Nonprofit organizations are increasingly eyeing global investments as a way to hedge against the market's current volatility, according to the results of a quick poll released by SEI.

The firm surveyed 86 executives and investment committee members from U.S. nonprofit organizations, whose assets range from $25 million to over $1 billion. The survey found that over 90% of those polled felt that increasing diversification was "the key to controlling current volatility.”

Seventy-three percent of those surveyed reported having allocated more assets to non-U.S. investments over the past year. Sixty-two percent reported increases to their allocation to emerging markets equity, 47% reported a spike in their developed international equity investments and 27% increased their allocation to global fixed-income.

Meanwhile, socially responsible investment practices have had an effect on how nonprofits invest globally, with 26% divesting from organizations doing business in Sudan and 24% divesting from organizations doing business in Iran, according to the findings.

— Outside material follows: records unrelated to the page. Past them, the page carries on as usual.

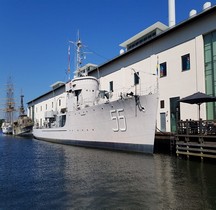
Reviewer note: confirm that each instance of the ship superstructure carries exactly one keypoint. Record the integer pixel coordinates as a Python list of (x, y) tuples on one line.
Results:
[(92, 118)]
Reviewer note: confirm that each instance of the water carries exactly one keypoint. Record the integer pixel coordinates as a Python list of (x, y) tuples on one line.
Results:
[(41, 175)]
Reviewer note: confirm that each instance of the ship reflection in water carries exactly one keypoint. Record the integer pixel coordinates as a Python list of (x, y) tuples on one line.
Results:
[(41, 175)]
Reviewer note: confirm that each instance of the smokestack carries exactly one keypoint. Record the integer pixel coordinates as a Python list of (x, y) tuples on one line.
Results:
[(171, 13)]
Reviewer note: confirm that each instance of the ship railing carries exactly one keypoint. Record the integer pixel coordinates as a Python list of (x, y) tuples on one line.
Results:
[(196, 127)]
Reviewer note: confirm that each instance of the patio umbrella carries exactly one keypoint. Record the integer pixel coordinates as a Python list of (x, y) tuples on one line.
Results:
[(198, 98)]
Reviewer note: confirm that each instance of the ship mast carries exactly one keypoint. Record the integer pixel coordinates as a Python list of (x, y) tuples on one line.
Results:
[(9, 101), (22, 110), (79, 54)]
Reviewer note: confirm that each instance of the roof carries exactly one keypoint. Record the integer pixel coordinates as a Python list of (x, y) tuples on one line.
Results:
[(157, 25), (194, 18)]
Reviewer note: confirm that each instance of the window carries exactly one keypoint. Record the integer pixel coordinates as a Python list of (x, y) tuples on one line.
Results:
[(136, 78), (111, 86), (162, 105), (186, 62), (163, 69)]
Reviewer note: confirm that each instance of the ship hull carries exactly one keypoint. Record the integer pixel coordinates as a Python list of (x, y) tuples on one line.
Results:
[(126, 124)]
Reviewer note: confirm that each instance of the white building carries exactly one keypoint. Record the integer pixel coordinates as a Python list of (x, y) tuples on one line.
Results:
[(183, 54)]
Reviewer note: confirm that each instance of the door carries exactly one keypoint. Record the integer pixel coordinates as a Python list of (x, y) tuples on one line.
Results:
[(174, 112), (163, 121)]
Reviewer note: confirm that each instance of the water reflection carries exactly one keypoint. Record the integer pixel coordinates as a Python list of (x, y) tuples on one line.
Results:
[(40, 175)]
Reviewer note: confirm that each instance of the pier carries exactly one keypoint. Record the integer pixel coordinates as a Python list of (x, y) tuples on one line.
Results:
[(192, 139), (196, 138)]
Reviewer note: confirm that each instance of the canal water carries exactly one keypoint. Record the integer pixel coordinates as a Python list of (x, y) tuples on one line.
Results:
[(41, 175)]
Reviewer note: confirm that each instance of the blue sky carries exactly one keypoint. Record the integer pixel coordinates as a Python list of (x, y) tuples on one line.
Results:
[(34, 35)]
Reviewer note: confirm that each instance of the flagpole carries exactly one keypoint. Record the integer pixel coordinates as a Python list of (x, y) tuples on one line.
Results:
[(68, 62)]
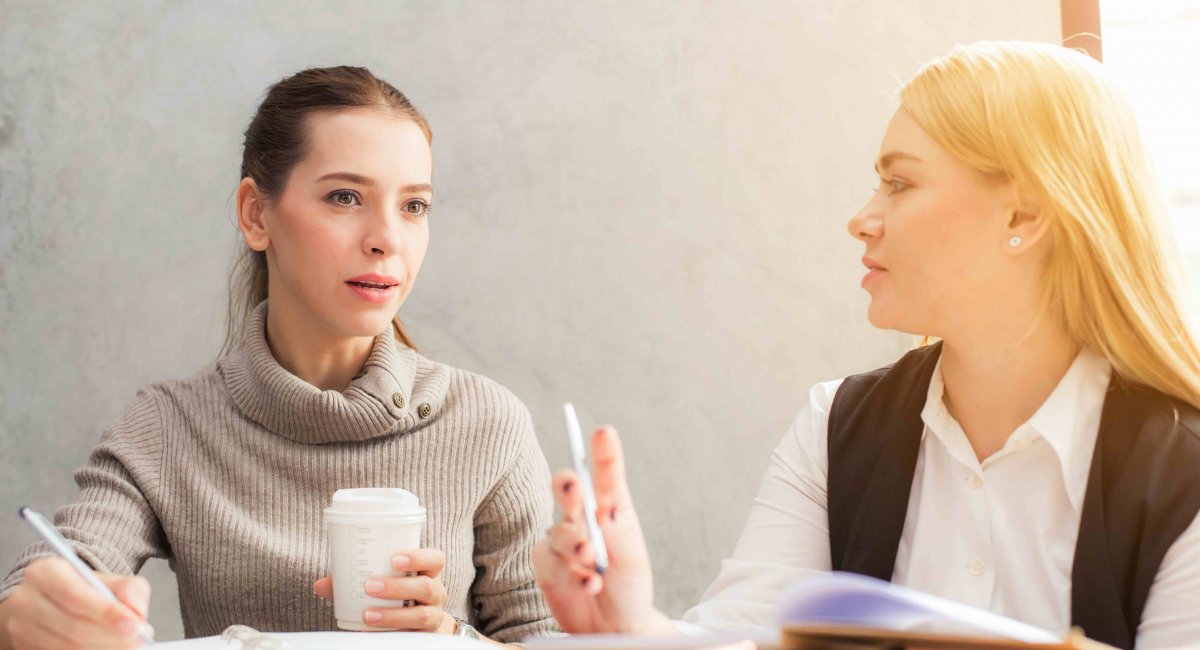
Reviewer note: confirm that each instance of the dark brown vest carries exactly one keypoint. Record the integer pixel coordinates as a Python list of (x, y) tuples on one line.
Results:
[(1143, 488)]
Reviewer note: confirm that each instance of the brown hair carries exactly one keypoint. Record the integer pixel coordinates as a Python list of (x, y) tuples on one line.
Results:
[(276, 140)]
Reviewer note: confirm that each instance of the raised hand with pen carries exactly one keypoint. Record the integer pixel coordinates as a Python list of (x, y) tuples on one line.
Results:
[(621, 600)]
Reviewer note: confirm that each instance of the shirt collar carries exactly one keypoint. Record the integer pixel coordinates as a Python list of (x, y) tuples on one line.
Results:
[(1068, 420)]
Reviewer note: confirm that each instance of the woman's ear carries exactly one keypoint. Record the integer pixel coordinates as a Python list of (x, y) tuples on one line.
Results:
[(252, 215), (1027, 224)]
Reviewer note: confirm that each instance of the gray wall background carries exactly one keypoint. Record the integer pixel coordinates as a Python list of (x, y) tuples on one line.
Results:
[(640, 208)]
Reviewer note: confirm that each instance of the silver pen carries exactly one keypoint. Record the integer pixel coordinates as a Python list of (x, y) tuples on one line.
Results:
[(46, 529), (579, 458)]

Additionally, the survey results also revealed that lack of investing expertise has stalled nonprofits from allocating more to global strategies. Thirteen percent of responding organizations reported lacking the resources to gain "a sufficient understanding of global strategies". Similarly, smaller organizations also had difficulties, as about a quarter of nonprofits with less than $500 million in assets reported wanting to hire a CIO, but not having the financial resources necessary to do so.